The performance model is just that, it is a model driven by performance. The focus is on what the athlete can do, on training and preparation for the game. It is a model that is proactive, based on abilities not disabilities, it takes into consideration the big picture connections and provides a broad spectrum of care. The performance director is crucial. That person needs to have great communication skills, and be a consummate generalist in order to connect all elements that comprise performance. The performance director coordinates and facilitates in a horizontal structure where everyone has clear roles and responsibilities but is encouraged to interact with others outside their area of expertise. Everything is criteria based, with baselines established through a specific physical competency assessment that fits the sport. The premium is on cooperation and communication. It is clearly coach driven. It is a model that is robust and dynamic based on accountability for performance of the player in competitive arena. The team is designed to optimize performance, injury prevention is transparent, but a stated objective. If there is an injury the whole team is involved in the process of returning the athlete to full participation from day one.

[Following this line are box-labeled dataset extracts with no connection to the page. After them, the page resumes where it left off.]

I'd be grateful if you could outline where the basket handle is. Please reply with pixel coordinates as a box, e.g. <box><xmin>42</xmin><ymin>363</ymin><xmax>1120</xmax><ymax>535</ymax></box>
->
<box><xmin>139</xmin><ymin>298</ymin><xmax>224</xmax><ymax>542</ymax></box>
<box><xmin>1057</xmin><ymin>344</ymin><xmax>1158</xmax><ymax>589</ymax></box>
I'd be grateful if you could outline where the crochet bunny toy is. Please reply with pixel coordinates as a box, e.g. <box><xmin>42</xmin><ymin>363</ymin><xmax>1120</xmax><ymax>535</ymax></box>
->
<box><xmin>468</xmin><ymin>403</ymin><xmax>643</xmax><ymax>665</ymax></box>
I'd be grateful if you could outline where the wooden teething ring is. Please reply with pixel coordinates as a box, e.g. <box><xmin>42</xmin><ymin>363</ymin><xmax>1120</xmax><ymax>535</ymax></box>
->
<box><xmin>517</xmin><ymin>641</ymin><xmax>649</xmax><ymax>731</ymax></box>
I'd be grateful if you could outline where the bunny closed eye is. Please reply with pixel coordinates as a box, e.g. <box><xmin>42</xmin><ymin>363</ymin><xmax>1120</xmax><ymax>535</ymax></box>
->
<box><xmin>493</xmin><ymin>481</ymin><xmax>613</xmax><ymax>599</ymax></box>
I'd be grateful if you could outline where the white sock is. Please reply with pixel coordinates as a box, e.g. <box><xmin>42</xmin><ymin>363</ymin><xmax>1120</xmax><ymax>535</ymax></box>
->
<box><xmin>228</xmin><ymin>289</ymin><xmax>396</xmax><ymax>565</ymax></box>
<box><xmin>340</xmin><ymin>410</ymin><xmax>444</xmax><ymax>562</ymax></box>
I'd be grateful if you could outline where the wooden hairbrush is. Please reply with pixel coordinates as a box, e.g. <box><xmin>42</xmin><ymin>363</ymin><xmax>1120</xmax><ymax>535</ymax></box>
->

It does matter which model you choose. Look at where we are in the US. We have adopted the medical model and injuries are off the chart. The medical model results in everyone walking on eggshells, waiting for the next injury to happen and then pointing fingers to place blame when injuries do occur. We need to take a close look at the whole structure. I have a strong bias toward the performance model. I have seen it work. It optimizes the athlete’s abilities and significantly reduces injuries. It empowers everyone in the performance team because they all have a voice and a role in what occurs. It is not a power grab or who is in control; rather it is about producing results. Performance depends on a viable functional team behind the team with everyone on the same page. Bottom line that is what the performance model is all about.